On the floor in front of him was a small, black machine. There was nothing else. All the furniture had gone, the curtains, the lampshade, the carpet. It was just him, the bed and this machine.
“Talk to it,” his mum had said.
He picked it up, placing it beside him on the mattress. It was a tape recording device. Carefully, he selected the ‘record’ button.
He could hear the cassette whirring as it started up. Then he began. Deep breath, cleared throat, and… “Hello… I’m Sam… I’ve got to… um…” He felt his face going red.
He wanted to do this, but he just couldn't. He felt too choked up and it was like talking to nothing. It was what his mum wanted though. He had to try.
“I’m Sam," he said again, "and…" Then, "Heck, Mum. This is stupid.”

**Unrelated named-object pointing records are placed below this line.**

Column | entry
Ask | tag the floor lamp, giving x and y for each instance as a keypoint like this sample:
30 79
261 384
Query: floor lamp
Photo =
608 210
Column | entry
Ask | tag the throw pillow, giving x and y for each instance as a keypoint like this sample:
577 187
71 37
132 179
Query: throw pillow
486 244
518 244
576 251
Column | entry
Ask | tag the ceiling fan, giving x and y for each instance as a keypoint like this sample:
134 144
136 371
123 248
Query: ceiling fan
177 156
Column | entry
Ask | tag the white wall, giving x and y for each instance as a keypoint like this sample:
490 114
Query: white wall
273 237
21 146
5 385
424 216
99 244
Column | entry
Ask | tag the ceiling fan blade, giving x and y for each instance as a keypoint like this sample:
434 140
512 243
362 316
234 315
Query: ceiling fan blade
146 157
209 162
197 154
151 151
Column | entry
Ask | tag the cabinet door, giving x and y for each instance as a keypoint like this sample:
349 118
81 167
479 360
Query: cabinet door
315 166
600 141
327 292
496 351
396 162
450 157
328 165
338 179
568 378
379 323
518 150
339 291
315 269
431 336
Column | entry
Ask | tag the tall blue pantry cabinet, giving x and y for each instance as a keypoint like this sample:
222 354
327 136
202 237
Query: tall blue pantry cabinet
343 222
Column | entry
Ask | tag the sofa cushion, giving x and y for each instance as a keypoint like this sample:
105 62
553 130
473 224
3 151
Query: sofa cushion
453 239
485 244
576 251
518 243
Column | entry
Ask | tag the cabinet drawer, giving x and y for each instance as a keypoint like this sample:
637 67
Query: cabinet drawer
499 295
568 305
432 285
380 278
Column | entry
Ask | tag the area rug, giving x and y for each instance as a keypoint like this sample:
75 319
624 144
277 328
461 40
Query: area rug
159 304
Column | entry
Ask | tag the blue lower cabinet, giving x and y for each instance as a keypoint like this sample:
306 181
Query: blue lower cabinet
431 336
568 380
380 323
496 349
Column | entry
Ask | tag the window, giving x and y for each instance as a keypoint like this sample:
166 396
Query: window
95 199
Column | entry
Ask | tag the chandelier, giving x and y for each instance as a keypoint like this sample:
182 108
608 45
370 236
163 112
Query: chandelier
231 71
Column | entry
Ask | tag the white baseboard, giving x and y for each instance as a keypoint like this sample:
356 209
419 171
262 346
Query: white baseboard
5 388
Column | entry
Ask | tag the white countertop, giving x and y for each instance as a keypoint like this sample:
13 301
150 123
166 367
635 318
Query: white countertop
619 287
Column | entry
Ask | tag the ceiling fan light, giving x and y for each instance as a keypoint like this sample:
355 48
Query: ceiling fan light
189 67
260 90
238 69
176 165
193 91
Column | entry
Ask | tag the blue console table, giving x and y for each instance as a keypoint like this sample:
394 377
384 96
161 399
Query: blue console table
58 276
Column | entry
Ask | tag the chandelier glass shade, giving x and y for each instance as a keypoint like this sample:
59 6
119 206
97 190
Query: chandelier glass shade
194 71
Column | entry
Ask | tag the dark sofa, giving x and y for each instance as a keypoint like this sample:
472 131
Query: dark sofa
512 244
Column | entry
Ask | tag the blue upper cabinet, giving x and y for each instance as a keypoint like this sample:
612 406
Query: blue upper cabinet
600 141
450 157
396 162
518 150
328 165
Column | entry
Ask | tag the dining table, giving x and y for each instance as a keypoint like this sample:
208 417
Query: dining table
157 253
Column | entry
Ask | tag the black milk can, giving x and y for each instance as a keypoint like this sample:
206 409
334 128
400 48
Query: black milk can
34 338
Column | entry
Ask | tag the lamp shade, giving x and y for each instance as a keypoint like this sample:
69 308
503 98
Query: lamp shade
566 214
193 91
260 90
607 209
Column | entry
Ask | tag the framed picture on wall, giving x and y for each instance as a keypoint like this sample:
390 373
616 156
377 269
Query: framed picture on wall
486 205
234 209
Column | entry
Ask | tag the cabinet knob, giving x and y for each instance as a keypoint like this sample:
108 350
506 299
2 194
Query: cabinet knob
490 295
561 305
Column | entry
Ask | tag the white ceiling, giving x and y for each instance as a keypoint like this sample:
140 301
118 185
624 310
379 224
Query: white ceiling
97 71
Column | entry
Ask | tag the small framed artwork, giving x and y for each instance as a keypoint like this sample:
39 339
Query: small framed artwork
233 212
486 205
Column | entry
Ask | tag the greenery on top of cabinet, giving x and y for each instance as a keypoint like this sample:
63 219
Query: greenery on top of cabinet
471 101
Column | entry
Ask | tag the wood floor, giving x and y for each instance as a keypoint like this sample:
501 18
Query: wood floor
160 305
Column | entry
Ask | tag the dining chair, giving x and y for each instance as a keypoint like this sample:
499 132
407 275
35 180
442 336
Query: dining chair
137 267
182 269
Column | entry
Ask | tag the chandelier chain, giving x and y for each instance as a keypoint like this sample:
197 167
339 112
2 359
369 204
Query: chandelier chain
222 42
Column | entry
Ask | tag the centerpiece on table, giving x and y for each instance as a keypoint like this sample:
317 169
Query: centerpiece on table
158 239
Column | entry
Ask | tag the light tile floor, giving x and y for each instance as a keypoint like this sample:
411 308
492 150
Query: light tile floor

He lunged for the ‘off’ button, hurriedly pressing ‘rewind’.
*
It was his mum’s last gift to him. He remembered the day she gave it to him. She was there, propped up in bed, her pillows stacked around her.
“Sam, dearest,” she said. She’d called him that ever since they’d seen the DVD of ‘Little Lord Fauntleroy’. “Sam dearest, you know I’ve been ill? Well, dearest boy, I’m not going to get better.”
She said it straight out, but then, before the shock could even begin to sink in, she went on, “But, I’ve got something for you.”
She struggled over the mountains of pillows, reaching for the floor, where there was this box thing.
It was like - it had happened yesterday. All he managed to say was, “What is it?”
“It’s a tape recorder,” she said.
“A what?” he exclaimed.
“A tape recorder. I used to have hours of fun with it.”
He was stunned. His mum was going to die. He just couldn't grasp what was going on. “But, Mum," he said at last. "It’s ancient.”
“I know,” his mum said. “But it’s a bit of me, Sam – something to remember me by – when I’m not here.”
He’d known his mum was ill. One of her friends had told him she might die, but... this was crunch time.
He stared at the tape recorder. If he was honest it was easier to look at that, than to look at his mum. “What do I do with it?”
“I know you’ll think me daft, Sam,” she said. “But, when I’m not here, you’ll need to talk sometimes; get things out of your system, and… well… you’ll be living with Aunt Lucy. You know what she’s like. She isn’t the easiest of people to talk to. So, if ever you feel you’ve got to let rip, I want you to talk to this. It’ll be like talking to me.”
It wouldn’t. He knew. No way would it be like talking to his mum, but, that was what she wanted. It was almost like a last request.
*
That was two months ago. Now it had happened just as Mum had said. She was dead and it was like, there was this massive hole inside him.
Aunt Lucy was just what his mum had said she'd be. Already all his things had been moved to hers, and he was left in this empty room staring at an antiquated plastic box. He needed to say something to it because that was what his mum had asked him to do. But he was stuffed if he could think of two words to say.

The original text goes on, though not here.